La déception face à l’échec de la séduction, ou la difficulté à entrer en relation sur les tchats, conduit les jeunes à désinvestir peu à peu cette pratique.

Mensonges sur le chat

La thématique du mensonge est convoquée de manière récurrente par ceux qui chattent depuis un certain temps. Ces mensonges relèvent en fait de la manipulation de son identité, telle que la pratique aussi ces jeunes en modifiant leurs âges, leurs qualités physiques, etc.

Agressivités et moqueries

L'usage agressif du chat n'est pas simplement une prolongation de la longue liste des incivilités attribuées communément aux jeunes, les joutes oratoires, par lesquelles les jeunes des s’échangent sur le ton de la plaisanterie des insultes rituelles opère une distinction entre insulte et vanne.
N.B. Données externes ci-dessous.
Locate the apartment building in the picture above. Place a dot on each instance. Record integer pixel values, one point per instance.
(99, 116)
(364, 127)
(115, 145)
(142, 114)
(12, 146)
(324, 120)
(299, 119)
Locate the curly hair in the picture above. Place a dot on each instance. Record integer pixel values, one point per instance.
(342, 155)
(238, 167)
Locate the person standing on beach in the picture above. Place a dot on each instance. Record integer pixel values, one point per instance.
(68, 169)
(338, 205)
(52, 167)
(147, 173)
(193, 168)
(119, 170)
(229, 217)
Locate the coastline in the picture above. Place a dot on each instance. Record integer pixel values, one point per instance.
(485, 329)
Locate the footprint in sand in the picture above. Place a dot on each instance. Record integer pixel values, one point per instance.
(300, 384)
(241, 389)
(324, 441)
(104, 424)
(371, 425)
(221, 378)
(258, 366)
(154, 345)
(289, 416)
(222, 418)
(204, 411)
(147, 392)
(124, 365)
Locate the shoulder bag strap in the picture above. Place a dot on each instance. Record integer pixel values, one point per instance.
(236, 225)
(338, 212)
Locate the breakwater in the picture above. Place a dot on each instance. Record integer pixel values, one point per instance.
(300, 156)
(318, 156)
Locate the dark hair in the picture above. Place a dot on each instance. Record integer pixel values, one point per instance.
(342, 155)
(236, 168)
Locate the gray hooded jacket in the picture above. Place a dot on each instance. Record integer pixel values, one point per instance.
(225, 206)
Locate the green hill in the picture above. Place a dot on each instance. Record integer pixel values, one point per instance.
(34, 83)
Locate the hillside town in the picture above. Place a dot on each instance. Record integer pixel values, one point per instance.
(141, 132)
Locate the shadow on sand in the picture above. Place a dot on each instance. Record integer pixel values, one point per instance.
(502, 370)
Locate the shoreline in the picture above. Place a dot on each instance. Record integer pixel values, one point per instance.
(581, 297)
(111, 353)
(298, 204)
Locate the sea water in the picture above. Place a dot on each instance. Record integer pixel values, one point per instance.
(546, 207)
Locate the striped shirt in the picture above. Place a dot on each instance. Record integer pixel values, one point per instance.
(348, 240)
Alors que l’insulte consiste en une offense verbale visant à atteindre l’intégrité de celui à qui elle est adressée, la vanne, tout aussi virulente, consiste quant à elle, à accroître la réputation de celui qui l’a énoncée auprès de ses pairs.
Les moqueries acerbes sont très fréquentes dans les interactions verbales quotidiennes des jeunes. Mais ces vannes sont aussi adressées sur un mode ludique, comme des mises au défi symboliques ou des clins d’œil réparateurs aux autres usagers. Elle est aussi un désir d’authenticité dans les rapports humains.

Sur les chats, même si ces échanges demeurent virtuels, la véhémence des propos n’en demeure pas moins réelle. On pourrait même considérer que les vexations proférées sur les chats s’apparentent à des insultes. Les échanges verbaux sont particulièrement obscènes. Cette virulence est autorisée par la
configuration même des chats : les usagers n’étant pas réellement en présence, aucune représaille physique n’est à craindre.